Rząd przyjął zgłoszoną przez ministra infrastruktury nową stawkę zryczałtowanego podatku od wynajmu mieszkań. Eksperci są sceptyczni co do skuteczności tego typu zachęt. – Można szacować, że ok. 50 proc. najmów odbywa się w szarej strefie. Chodzi o tych, którzy zmuszeni są do wynajęcia mieszkania czy pokoju kosztem własnych potrzeb z uwagi na trudną sytuację materialną. Dla nich każdy grosz się liczy – mówi Grzegorz Nowacki z Warszawskiej Giełdy Lokali i Nieruchomości.
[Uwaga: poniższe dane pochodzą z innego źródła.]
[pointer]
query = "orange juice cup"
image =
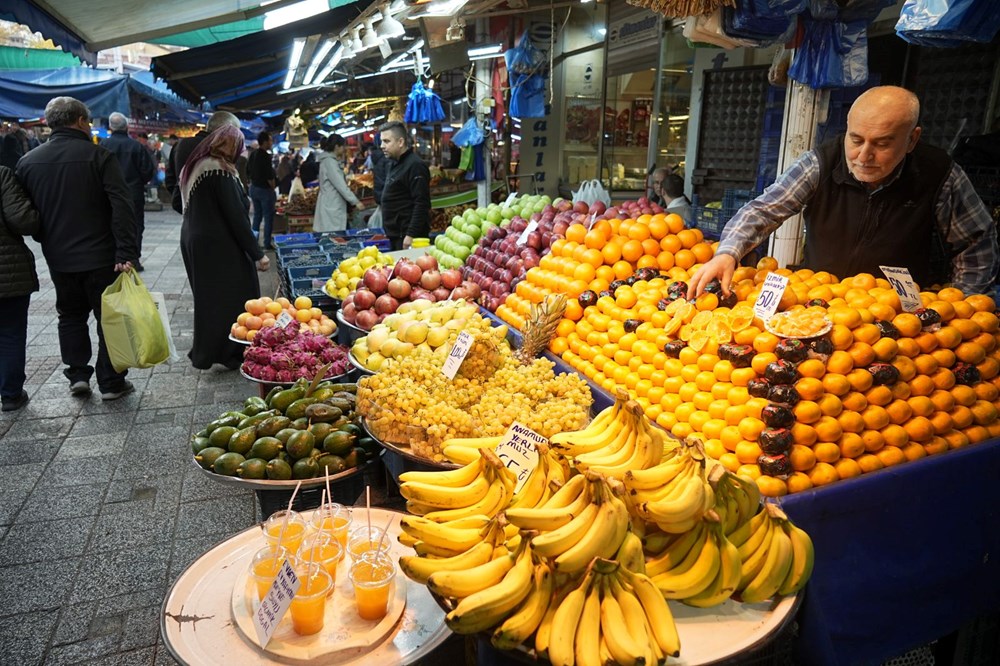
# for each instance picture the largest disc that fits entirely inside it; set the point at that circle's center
(334, 519)
(372, 577)
(362, 541)
(309, 605)
(324, 550)
(287, 536)
(265, 566)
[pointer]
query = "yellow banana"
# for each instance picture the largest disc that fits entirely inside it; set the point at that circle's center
(802, 559)
(487, 608)
(661, 620)
(518, 627)
(625, 650)
(462, 583)
(779, 560)
(421, 568)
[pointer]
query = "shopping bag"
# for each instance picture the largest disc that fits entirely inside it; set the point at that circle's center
(133, 330)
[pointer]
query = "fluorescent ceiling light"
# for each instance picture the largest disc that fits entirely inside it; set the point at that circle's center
(318, 57)
(293, 62)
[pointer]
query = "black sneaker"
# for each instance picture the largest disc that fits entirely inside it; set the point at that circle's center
(114, 395)
(13, 404)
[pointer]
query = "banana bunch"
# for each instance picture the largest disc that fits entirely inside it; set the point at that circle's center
(483, 487)
(586, 521)
(673, 494)
(777, 557)
(619, 439)
(550, 474)
(613, 616)
(465, 450)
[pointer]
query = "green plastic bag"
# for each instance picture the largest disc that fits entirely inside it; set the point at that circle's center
(133, 330)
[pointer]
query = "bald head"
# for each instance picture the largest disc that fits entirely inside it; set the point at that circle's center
(881, 130)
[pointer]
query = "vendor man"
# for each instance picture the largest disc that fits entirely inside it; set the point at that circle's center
(876, 202)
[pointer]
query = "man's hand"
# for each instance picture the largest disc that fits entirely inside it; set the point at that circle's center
(722, 266)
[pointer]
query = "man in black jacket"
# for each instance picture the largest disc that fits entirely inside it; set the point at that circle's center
(406, 196)
(137, 168)
(87, 235)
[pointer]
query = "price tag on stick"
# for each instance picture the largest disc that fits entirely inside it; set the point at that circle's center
(518, 451)
(275, 603)
(458, 353)
(770, 296)
(902, 282)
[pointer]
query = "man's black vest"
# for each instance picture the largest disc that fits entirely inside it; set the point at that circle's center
(851, 231)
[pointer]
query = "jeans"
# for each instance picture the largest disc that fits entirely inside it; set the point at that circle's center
(264, 200)
(77, 295)
(13, 337)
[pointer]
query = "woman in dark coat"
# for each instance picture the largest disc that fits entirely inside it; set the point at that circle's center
(18, 280)
(218, 248)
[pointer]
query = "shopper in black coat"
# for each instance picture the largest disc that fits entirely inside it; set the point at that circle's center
(18, 280)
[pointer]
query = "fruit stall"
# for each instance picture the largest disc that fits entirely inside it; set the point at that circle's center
(597, 469)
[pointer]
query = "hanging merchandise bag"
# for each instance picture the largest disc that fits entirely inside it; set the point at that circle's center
(133, 331)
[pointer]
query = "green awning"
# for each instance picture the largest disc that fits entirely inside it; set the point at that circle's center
(12, 57)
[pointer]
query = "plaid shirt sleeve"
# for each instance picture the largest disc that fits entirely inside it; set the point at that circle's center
(783, 199)
(966, 225)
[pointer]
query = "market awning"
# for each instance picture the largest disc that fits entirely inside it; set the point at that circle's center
(247, 72)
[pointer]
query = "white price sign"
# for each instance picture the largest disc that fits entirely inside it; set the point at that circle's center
(902, 282)
(275, 603)
(458, 353)
(770, 296)
(518, 451)
(523, 238)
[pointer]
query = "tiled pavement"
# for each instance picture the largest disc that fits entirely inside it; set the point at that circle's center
(100, 508)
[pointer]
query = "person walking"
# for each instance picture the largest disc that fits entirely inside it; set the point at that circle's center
(87, 235)
(406, 195)
(334, 195)
(138, 169)
(260, 171)
(18, 281)
(217, 246)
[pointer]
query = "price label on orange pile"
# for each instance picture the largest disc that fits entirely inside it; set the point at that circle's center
(903, 284)
(275, 603)
(770, 295)
(463, 343)
(518, 451)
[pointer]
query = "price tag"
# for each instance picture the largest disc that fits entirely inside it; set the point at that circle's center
(523, 238)
(275, 603)
(770, 295)
(902, 282)
(458, 353)
(518, 451)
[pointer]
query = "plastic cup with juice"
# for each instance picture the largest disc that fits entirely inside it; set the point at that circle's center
(264, 567)
(334, 519)
(324, 550)
(372, 576)
(289, 536)
(364, 539)
(308, 608)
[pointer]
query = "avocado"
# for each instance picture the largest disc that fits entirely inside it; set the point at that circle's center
(278, 470)
(301, 444)
(271, 425)
(220, 436)
(199, 443)
(242, 440)
(252, 468)
(228, 463)
(306, 468)
(208, 455)
(338, 443)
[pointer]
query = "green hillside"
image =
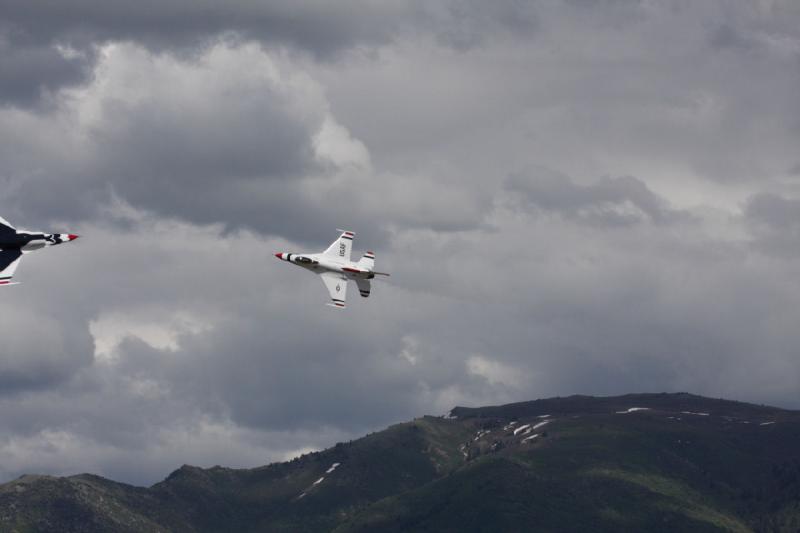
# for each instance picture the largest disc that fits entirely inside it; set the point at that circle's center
(653, 462)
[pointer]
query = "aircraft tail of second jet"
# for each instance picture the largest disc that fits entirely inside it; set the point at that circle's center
(367, 262)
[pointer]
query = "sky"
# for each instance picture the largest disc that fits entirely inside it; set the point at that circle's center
(572, 196)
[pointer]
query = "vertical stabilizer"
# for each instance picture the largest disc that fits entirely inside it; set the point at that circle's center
(367, 262)
(6, 228)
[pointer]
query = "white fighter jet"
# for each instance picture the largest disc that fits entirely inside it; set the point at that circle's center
(335, 268)
(14, 243)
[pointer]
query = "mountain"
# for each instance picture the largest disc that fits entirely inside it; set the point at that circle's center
(641, 462)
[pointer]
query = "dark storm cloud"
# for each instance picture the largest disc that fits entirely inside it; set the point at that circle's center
(608, 202)
(30, 71)
(774, 222)
(200, 142)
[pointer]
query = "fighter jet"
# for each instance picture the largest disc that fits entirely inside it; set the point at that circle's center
(335, 268)
(14, 243)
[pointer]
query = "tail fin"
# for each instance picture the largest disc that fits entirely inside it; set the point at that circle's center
(6, 228)
(367, 262)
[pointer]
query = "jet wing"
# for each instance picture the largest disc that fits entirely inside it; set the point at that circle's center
(337, 287)
(9, 261)
(341, 247)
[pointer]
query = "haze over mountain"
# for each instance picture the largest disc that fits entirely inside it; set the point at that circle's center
(640, 462)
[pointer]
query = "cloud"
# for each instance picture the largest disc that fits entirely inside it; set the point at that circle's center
(609, 201)
(572, 197)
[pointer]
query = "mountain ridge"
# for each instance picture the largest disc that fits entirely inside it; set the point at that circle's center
(661, 462)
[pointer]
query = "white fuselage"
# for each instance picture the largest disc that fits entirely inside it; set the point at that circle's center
(318, 263)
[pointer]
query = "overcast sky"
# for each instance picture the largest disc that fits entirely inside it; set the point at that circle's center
(572, 196)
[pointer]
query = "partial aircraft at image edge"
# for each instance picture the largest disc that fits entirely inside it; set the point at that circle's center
(335, 268)
(14, 243)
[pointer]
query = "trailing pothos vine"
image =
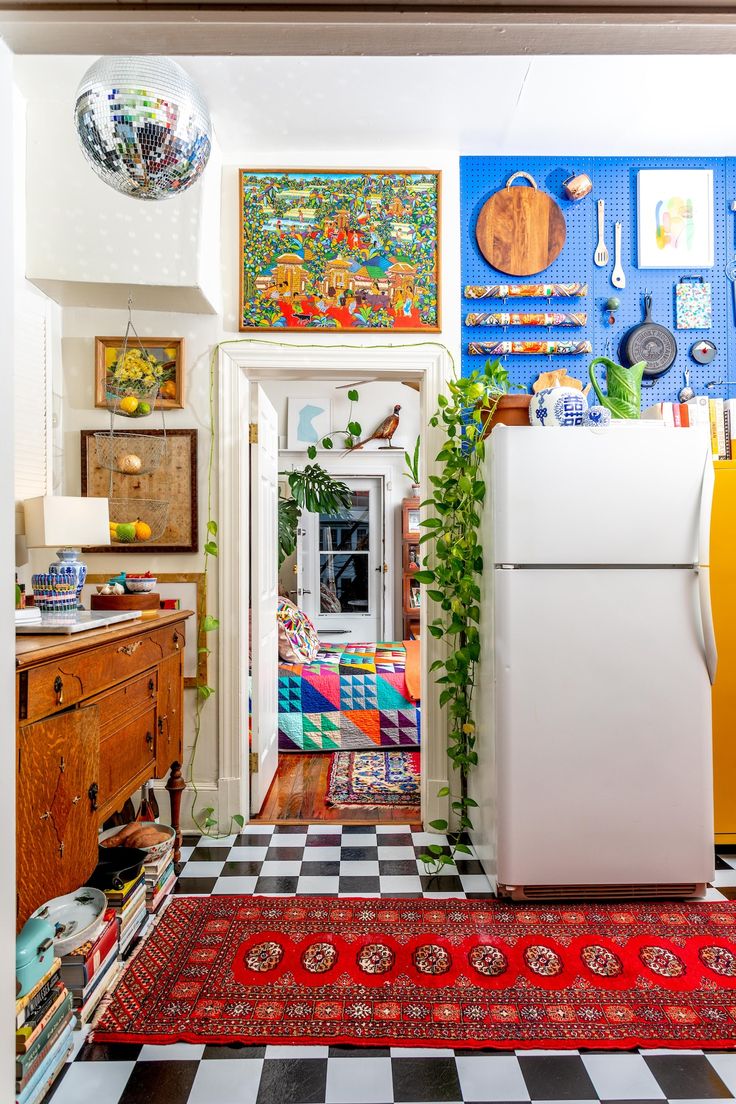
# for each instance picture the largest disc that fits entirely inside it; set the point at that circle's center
(451, 574)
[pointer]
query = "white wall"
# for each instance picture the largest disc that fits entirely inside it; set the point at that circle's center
(7, 627)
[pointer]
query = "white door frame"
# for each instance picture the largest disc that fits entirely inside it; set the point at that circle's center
(240, 365)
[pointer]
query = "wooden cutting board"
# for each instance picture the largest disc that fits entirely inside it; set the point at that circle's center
(521, 231)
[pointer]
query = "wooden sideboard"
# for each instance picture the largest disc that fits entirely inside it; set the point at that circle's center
(98, 713)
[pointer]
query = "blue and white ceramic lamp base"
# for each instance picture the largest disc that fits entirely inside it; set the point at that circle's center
(60, 590)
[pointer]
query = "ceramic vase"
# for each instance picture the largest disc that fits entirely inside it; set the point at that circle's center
(557, 406)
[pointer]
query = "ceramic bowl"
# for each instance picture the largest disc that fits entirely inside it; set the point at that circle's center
(151, 852)
(75, 917)
(141, 584)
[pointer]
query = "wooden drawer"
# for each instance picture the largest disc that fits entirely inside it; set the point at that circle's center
(51, 687)
(126, 756)
(128, 700)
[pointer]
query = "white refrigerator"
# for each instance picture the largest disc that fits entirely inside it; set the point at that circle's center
(598, 654)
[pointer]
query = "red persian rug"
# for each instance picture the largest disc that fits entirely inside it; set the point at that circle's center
(448, 973)
(375, 778)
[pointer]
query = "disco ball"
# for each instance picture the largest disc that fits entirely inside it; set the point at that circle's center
(144, 126)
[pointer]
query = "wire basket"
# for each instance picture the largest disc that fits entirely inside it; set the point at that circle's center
(137, 520)
(130, 400)
(131, 454)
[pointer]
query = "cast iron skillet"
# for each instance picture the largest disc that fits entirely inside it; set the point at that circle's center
(651, 342)
(116, 866)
Tomasz Błeszyński, doradca rynku nieruchomości, uważa, że szara strefa na rynku najmu jest znacznie gorsza. – Moim zdaniem co najmniej 80 – 90 proc. wynajmów to szara strefa. I te kosmetyczne, żeby nie powiedzieć pozorne, zmiany przepisów, niczego tu nie wnoszą – ocenia Tomasz Błeszyński.

W szarej strefie

Obecnie obowiązują dwie stawki podatku od wynajmu mieszkań: 8,5 proc. – do kwoty stanowiącej równowartość 4000 euro, i 20 proc. po przekroczeniu tej kwoty. Nowe przepisy zakładają, że od 1 stycznia 2010 roku osoby fizyczne będą płaciły niższą, ujednoliconą stawkę podatku ryczałtowego – 8,5 proc. Zdaniem Małgorzaty Kędzierskiej-Urbaniak z portalu Wynajem.pl dla podatników obniżenie stawki podatkowej zawsze jest informacją pozytywną, nawet jeśli oszczędności z tego tytułu nie są zbyt duże. Przy wyższych przychodach z tytułu najmu różnica jest zauważalna, natomiast przy niższych nie odczujemy specjalnie większej gotówki w kieszeni. – Wynajmujących mogą jednak skusić do wyjścia z szarej strefy nowe przepisy o najmie okazjonalnym. Teraz wynajmującym bardzo trudno jest się pozbyć lokatorów, którzy są uciążliwi albo zalegają z czynszem. Najem okazjonalny sprawi, że łatwiej będzie można usunąć niechcianego lokatora – tłumaczy Małgorzata Kędzierska-Urbaniak. – Jednak, aby skorzystać z nowych przepisów, właściciel będzie musiał zgłosić fakt zawarcia umowy w urzędzie skarbowym. To z kolei będzie skutkowało koniecznością zapłacenia podatku, którego wielu wynajmujących dziś unika. Tym samym zwiększy się liczba legalnie wynajmowanych lokali i rynek stanie się bardziej przejrzysty.

Ochrona lokatora

Także Grzegorz Nowacki uważa, że obniżenie stawki podatku za wynajem jest posunięciem, które ma szansę zmniejszyć szarą strefę, ale jej nie wyeliminuje. – Obniżka nie zmieni sytuacji właścicieli najtańszych mieszkań. Ponadto zawsze znajdą się tacy, którzy będą chcieli zaoszczędzić nawet te 8,5 proc. podatku – argumentuje Grzegorz Nowacki. Zwraca też uwagę, że część właścicieli nie formalizuje wynajmu nie ze względów finansowych, ale z uwagi na brak w Polsce ochrony własności. Myślą, że jeżeli nie zawrą umowy na piśmie, to łatwiej pozbędą się nieuczciwych najemców. – Projekt ustawy tej sytuacji nie zmieni. Zapewnia bowiem iluzoryczną ochronę wąskiej grupie wynajmujących lokale okazjonalnie. Poza tym zakłada konieczność sporządzenia notarialnego oświadczenia najemcy o wyprowadzce i wskazaniu lokalu do eksmisji w razie niewywiązywania się z umowy, co jest mnożeniem biurokratycznych ograniczeń – ocenia Grzegorz Nowacki.